WasmAgent Threat Model

Audience: security architects and enterprise risk teams evaluating WasmAgent.
Structure: for each threat category we state the attack scenario, which mechanism blocks it, what the default behaviour is, and how to harden beyond the default. The last column is honest: we name what is NOT covered.

1. Code execution escape

Scenario: The LLM generates malicious JavaScript or Python (e.g. reading /etc/passwd, spawning a child process, exfiltrating environment variables).

Aspect	Detail
Mechanism	WASM kernel sandbox. Generated code runs inside QuickJS (JS) or Pyodide (Python), both compiled to WebAssembly. The WASM linear memory is isolated from the host process. There is no `child_process`, no native FFI, no direct syscall surface inside the WASM VM.
Default behaviour	Deny-all. An empty `CapabilityManifest` means the sandboxed code has no network, no filesystem, no env access.
How to harden	Use `QuickJSKernel` or `WasmtimeKernel` rather than `JsKernel` (Node.js `vm`) for production. The `vm` module is lightweight but shares the host V8 heap; true WASM isolation requires a WASM-based kernel. Set `cpuMs` and `memoryLimitBytes` to bound runaway loops.
What is NOT covered	`JsKernel` (Node.js `vm`) does not provide WASM-level isolation — the host process memory is theoretically reachable via prototype-chain attacks on unpatched Node versions.

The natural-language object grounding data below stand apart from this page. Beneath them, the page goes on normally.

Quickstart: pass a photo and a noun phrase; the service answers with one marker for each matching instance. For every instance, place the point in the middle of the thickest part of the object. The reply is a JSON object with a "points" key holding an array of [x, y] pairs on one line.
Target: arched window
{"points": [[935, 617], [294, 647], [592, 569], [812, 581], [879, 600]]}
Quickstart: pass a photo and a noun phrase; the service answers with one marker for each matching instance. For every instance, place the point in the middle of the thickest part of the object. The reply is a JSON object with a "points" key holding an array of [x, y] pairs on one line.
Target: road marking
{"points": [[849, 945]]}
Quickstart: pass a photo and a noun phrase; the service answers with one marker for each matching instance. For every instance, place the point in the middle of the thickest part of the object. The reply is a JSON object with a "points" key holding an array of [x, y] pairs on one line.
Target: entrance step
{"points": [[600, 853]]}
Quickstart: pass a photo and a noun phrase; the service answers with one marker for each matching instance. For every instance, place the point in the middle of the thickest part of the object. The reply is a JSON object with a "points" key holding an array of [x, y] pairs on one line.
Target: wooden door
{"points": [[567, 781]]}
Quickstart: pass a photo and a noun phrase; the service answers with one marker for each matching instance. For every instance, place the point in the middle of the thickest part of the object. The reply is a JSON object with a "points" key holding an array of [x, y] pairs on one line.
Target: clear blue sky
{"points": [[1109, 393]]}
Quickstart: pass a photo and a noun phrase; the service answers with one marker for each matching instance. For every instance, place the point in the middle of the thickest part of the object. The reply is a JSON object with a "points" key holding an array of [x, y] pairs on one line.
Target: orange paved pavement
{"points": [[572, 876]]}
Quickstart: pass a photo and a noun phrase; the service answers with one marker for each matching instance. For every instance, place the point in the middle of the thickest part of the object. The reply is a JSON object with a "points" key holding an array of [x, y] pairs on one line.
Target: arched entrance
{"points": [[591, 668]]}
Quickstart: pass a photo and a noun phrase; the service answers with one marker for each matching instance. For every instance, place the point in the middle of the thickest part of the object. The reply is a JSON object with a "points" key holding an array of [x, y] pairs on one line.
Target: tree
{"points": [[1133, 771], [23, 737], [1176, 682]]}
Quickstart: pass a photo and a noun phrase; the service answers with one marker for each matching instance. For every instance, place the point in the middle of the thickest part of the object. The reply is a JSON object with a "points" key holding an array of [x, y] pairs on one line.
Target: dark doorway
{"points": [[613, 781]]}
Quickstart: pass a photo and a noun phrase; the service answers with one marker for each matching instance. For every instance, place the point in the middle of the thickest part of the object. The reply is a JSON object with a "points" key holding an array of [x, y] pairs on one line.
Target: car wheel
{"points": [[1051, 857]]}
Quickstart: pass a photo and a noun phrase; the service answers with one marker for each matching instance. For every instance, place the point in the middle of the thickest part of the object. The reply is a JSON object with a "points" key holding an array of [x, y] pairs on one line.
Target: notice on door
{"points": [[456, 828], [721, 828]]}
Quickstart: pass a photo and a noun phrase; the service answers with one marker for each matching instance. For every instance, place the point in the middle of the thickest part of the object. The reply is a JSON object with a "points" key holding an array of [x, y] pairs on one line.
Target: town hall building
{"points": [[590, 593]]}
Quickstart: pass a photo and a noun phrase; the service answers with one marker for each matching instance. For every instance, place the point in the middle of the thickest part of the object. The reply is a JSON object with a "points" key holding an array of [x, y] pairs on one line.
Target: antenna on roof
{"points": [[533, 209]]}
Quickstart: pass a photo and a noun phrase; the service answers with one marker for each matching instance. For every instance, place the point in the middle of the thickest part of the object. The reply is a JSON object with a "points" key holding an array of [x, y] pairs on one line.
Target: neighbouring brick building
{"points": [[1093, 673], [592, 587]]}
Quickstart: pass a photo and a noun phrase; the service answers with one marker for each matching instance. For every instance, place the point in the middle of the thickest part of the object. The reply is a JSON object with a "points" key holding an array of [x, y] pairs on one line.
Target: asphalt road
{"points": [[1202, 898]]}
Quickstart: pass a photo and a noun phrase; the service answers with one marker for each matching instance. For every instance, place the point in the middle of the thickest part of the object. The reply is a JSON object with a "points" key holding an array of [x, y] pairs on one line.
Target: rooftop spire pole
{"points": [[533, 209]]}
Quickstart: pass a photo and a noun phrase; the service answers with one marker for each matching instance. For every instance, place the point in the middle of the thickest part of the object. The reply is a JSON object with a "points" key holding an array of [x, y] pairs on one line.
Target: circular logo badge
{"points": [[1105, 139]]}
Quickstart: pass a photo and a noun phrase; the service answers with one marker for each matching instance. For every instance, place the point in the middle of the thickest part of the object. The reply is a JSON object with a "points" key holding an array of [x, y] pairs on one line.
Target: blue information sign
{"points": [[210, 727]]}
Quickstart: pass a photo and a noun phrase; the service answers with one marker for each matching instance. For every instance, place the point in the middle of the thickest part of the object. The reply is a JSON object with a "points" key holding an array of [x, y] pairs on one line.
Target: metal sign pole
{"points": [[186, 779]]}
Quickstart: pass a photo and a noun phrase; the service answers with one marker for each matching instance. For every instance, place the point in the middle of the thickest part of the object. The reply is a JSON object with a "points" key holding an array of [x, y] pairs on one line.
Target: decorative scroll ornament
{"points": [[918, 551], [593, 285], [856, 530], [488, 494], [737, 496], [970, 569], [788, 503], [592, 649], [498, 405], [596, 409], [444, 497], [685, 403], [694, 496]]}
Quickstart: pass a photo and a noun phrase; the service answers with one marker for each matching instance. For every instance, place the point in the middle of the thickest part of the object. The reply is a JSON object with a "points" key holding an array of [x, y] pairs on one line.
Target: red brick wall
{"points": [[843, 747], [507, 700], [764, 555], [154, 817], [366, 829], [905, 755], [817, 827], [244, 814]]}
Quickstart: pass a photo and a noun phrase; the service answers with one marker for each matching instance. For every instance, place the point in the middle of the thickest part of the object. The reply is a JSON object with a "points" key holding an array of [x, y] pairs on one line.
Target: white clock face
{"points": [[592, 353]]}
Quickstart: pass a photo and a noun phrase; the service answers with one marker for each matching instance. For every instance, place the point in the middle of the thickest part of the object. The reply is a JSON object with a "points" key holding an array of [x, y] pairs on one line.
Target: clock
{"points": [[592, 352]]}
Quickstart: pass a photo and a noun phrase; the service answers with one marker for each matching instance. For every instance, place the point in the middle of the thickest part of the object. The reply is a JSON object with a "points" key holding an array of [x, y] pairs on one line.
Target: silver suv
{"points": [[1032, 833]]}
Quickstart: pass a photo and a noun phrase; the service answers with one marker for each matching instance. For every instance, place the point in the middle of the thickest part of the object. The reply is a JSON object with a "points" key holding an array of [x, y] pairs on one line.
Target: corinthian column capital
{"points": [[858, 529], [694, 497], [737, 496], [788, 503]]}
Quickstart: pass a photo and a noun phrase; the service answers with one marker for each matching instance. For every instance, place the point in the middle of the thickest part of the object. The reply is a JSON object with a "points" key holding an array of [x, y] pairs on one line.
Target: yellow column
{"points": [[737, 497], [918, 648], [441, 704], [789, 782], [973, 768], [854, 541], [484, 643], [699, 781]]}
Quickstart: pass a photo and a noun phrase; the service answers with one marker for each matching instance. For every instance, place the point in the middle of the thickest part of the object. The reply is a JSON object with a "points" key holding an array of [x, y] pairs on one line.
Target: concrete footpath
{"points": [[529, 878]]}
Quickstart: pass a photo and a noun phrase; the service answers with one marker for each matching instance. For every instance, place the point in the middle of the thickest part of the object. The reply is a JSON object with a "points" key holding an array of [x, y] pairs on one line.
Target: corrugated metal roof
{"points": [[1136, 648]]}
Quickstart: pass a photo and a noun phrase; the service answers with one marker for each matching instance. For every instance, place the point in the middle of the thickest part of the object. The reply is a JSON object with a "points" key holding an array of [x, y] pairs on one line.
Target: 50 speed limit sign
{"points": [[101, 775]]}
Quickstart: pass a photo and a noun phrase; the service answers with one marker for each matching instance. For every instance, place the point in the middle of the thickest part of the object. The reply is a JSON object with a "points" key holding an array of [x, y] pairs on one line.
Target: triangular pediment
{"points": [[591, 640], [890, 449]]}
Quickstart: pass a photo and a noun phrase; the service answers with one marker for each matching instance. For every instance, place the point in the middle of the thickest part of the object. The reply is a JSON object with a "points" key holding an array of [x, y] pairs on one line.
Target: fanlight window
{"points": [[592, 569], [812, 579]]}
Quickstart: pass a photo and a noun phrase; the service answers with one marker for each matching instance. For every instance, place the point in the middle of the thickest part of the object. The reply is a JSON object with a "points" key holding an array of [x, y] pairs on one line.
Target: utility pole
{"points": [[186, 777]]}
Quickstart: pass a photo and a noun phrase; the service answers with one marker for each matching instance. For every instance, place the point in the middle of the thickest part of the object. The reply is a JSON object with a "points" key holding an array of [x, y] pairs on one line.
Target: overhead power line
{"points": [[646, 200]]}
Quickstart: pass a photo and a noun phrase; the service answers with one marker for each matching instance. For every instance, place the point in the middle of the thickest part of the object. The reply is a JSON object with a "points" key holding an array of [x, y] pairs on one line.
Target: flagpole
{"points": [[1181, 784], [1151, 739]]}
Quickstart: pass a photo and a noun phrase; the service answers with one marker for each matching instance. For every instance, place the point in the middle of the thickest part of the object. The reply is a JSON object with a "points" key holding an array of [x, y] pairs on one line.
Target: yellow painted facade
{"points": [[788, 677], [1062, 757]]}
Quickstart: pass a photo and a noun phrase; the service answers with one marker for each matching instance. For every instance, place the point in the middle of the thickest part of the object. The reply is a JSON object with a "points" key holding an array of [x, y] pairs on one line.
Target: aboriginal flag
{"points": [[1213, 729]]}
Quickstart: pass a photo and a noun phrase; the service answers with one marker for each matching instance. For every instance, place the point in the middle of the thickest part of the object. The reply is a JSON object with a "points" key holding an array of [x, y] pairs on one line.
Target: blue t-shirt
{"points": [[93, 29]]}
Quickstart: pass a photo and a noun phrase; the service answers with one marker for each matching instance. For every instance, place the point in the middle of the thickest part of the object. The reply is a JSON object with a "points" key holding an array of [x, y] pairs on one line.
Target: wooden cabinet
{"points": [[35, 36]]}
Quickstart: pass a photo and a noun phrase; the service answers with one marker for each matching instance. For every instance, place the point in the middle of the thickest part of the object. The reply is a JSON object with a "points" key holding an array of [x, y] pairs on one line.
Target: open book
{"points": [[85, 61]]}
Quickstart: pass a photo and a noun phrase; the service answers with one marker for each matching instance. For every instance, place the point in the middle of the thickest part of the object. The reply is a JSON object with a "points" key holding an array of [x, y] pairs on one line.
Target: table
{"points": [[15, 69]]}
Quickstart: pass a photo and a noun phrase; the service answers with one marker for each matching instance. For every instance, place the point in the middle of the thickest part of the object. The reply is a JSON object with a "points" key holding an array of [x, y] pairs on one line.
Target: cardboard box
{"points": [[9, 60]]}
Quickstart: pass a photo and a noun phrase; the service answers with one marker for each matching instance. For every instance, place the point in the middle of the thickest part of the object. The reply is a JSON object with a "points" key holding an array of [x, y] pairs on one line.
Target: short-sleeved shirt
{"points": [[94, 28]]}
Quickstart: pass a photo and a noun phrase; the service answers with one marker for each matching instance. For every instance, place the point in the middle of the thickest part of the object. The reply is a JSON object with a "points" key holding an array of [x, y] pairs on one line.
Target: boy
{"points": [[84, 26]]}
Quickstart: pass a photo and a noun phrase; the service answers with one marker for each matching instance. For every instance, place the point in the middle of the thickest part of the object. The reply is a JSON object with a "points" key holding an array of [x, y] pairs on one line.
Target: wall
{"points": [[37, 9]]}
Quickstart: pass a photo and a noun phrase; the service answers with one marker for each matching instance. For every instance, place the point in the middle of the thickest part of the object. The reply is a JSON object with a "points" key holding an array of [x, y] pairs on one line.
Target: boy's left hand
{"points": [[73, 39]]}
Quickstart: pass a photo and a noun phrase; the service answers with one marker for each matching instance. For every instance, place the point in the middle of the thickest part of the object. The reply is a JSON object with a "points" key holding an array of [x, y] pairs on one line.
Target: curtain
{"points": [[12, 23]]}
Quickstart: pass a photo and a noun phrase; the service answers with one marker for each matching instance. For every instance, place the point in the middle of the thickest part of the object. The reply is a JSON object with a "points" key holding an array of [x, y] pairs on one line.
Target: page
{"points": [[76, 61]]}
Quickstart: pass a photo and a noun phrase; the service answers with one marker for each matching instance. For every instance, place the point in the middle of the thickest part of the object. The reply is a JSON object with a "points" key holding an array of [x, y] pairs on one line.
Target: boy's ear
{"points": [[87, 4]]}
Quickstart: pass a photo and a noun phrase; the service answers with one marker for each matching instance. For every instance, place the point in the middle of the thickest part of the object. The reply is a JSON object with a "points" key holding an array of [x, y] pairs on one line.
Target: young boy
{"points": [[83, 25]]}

Use it only in controlled dev environments.

2. Tool abuse

Scenario: The model calls write-class tools (write_file, delete_file, patch_file) without explicit authorisation, either through error, prompt drift, or injection.

Aspect	Detail
Mechanism	`CapabilityManifest.extraCapabilities` — only tools listed can be invoked from within sandboxed code. `ApprovalPolicy` / `needsApproval` — write-class tool wrappers consult a rule-based policy before executing; if `needsApproval` returns `true`, the agent emits an `await_human_input` event and suspends until the operator confirms.
Default behaviour	`ApprovalPolicy.permissive()` — no rules, all writes run free (suitable for dev).
How to harden	Switch to `PolicyPresets.strict()` (every write requires approval) or `PolicyPresets.balanced()` (dotfiles, env files, deletes, and large writes require approval; small source-file edits run free). Wire the `await_human_input` event to your approval UI. Example:
	`applyApprovalPolicy(PolicyPresets.strict(), tools)`
What is NOT covered	Tool selection within the LLM's reasoning trace — the policy intercepts at execution time, not at intent time. A governance layer (e.g. `intentAlignmentGuardrail`) should check intent before the tool call reaches the kernel.

3. Prompt injection

Scenario: Content retrieved by the agent (web pages, file contents, tool outputs) contains adversarial instructions that redirect the agent away from the original task.

Aspect	Detail
Mechanism	Three layers: (S1) `classifierGuardrail` — runs a separate model call to classify task/output for injection; (S2) `intentAlignmentGuardrail` — checks each proposed tool action against the original task before execution; (S3) `codeGuardrail` — static pattern scan of generated code before it enters the kernel.
Default behaviour	No guardrails are wired by default — enabling them requires explicit construction. `isUntrusted: true` can be set on `ToolUseStep` to tag external-origin content in history.
How to harden	Wire `classifierGuardrail` as an `InputGuardrail` and `OutputGuardrail`. Set `onError: "closed"` for fail-closed behaviour on classifier failures. Use `intentAlignmentGuardrail` as a `ToolGuardrail` for high-privilege tools. Pin the `systemPrompt` so the original instructions cannot be overwritten by appended user content.
What is NOT covered	No classifier is 100% accurate. Use guardrails as one layer in a defence-in-depth stack, not as a sole gate. A sophisticated adversary with knowledge of the classifier model's policy may craft bypasses.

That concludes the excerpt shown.